IN THIS morning’s News Wrap: Wesfarmers committed to coal; costly wind, solar batteries good for Australian coal, says IEA; and Initial fines of $93M levied v BHP-Vale for Brazil mining disaster.

Lou Caruana

Wesfarmers committed to coal

Wesfarmers managing director Richard Goyder said the Perth-based conglomerate's resources business would be “difficult for the foreseeable future” but it remained committed to its coal assets, according to the Australian Financial Review.

Speaking after the company's annual meeting in Perth, Goyder stressed Australian coal should be viewed as helping combat climate change in a world where emerging Asian economies continued to grow.

Costly wind, solar batteries good for Australian coal, says IEA

The International Energy Agency says storage batteries used to back up wind and solar power are too costly to undermine Asia's booming demand for coal, according to the Australian Financial Review.

The agency defended its resilient global coal demand projections against criticism that they exaggerate demand growth, especially from India and south-east Asia, for Australian coal.
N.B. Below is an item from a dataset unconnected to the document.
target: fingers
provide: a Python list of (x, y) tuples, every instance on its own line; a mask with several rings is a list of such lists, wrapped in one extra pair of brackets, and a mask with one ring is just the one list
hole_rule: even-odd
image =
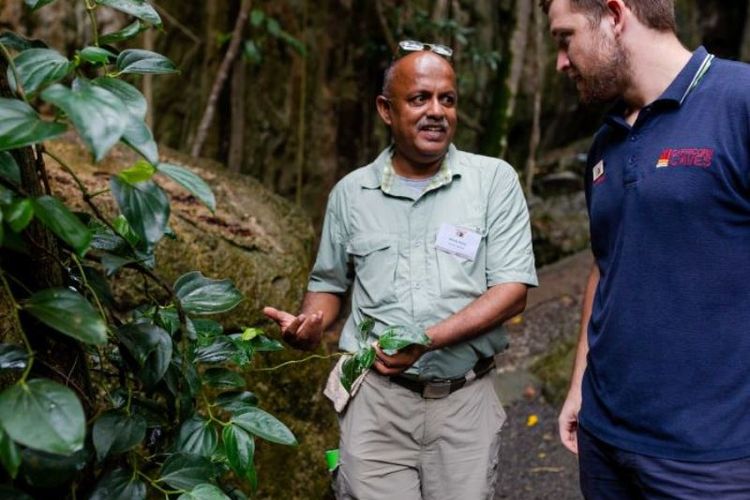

Initial fines of $93M levied v BHP-Vale for Brazil mining disaster

President Dilma Rousseff on Thursday announced preliminary fines worth 250 million reais ($93.2 million) against a mine in southeastern Brazil where two dams burst, killing at least seven people and coating a two-state area with mud and mine waste, according to the Australian Financial Review.

The fines, announced after Rousseff flew over the affected area, come as federal prosecutors announced plans to work with state prosecutors to investigate possible crimes that could have contributed to the disaster at the mine, jointly owned by multinational mining companies BHP Billiton and Vale.